Het onvermogen van een hele kleine werkgever om het loon tijdens ziekte door te betalen aan de enige werknemer, is geen reden voor ontbinding van de arbeidsovereenkomst.



Een mevrouw die als eenmanszaak een modewinkel exploiteert neemt in juni 2016 een goede vriend in dienst als haar eerste en enige werknemer. De betreffende persoon zou per 1 augustus 2016 als verkoper gaan werken voor 32 uur per week, met het doel de onderneemster in staat te stellen haar werkzaamheden uit te breiden. De arbeidsovereenkomst wordt voor onbepaalde tijd aangegaan zonder proeftijd. Op de eerste werkdag komt de werknemer echter niet opdagen en de eerste dagen daarna is hij ook niet bereikbaar. Op 4 augustus 2016 komt hij langs op het werk en op 5 augustus 2016 meldt hij zich ziek. Daarna is hij volledig arbeidsongeschikt gebleven. Op 11 augustus 2016 neemt de werknemer ontslag, maar die ontslagname wordt kort daarna weer ingetrokken. Op 30 augustus 2016 stelt de bedrijfsarts vast dat er beperkingen zijn bij het verrichten van arbeid als gevolg van ziekte, dat het herstel weken tot maanden gaat duren, dat de werknemer al voor de aanvang van zijn werkzaamheden ongeschikt was voor zijn werk als verkoper en dat de werkgeefster de werknemer zoveel mogelijk met rust moet laten om zijn herstel niet in de weg te staan. Een deskundigenoordeel van het UWV van 10 januari 2017 bevestigt de arbeidsongeschiktheid van de werknemer. De werkgeefster stelt dat de werknemer zich ziek gemeld heeft omdat hij door zijn vorige werkgever aan een concurrentiebeding wordt gehouden, maar de werknemer ontkent dat.
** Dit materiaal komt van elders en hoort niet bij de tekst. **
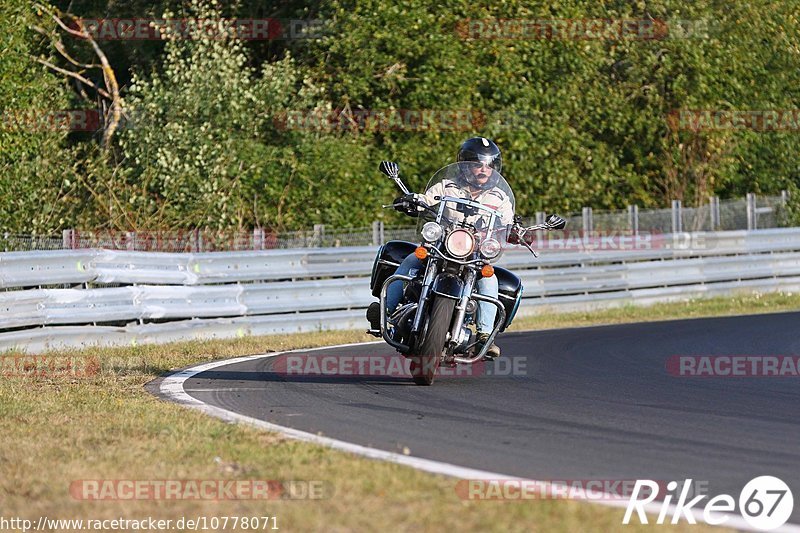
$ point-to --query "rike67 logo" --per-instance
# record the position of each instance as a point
(765, 503)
De werkgeefster, die niet verzekerd is voor het risico van loondoorbetaling tijdens ziekte, vraagt de kantonrechter om de arbeidsovereenkomst met de werknemer te ontbinden. Als grond voor het ontslag voert zij aan dat de werknemer zich verwijtbaar heeft gedragen door zonder bericht niet te komen opdagen bij zijn werk op 1 augustus 2016, door te verzwijgen dat hij ziek was en door te verzwijgen dat hij door zijn oude werkgever aan een concurrentiebeding wordt gehouden. Daardoor zou ook de arbeidsovereenkomst onherstelbaar zijn verstoord. Tenslotte zou de arbeidsovereenkomst moeten worden ontbonden, omdat de werkgeefster de financiële gevolgen van de ziekmelding niet langer kan dragen. De werkgeefster zou het einde van haar onderneming vrezen.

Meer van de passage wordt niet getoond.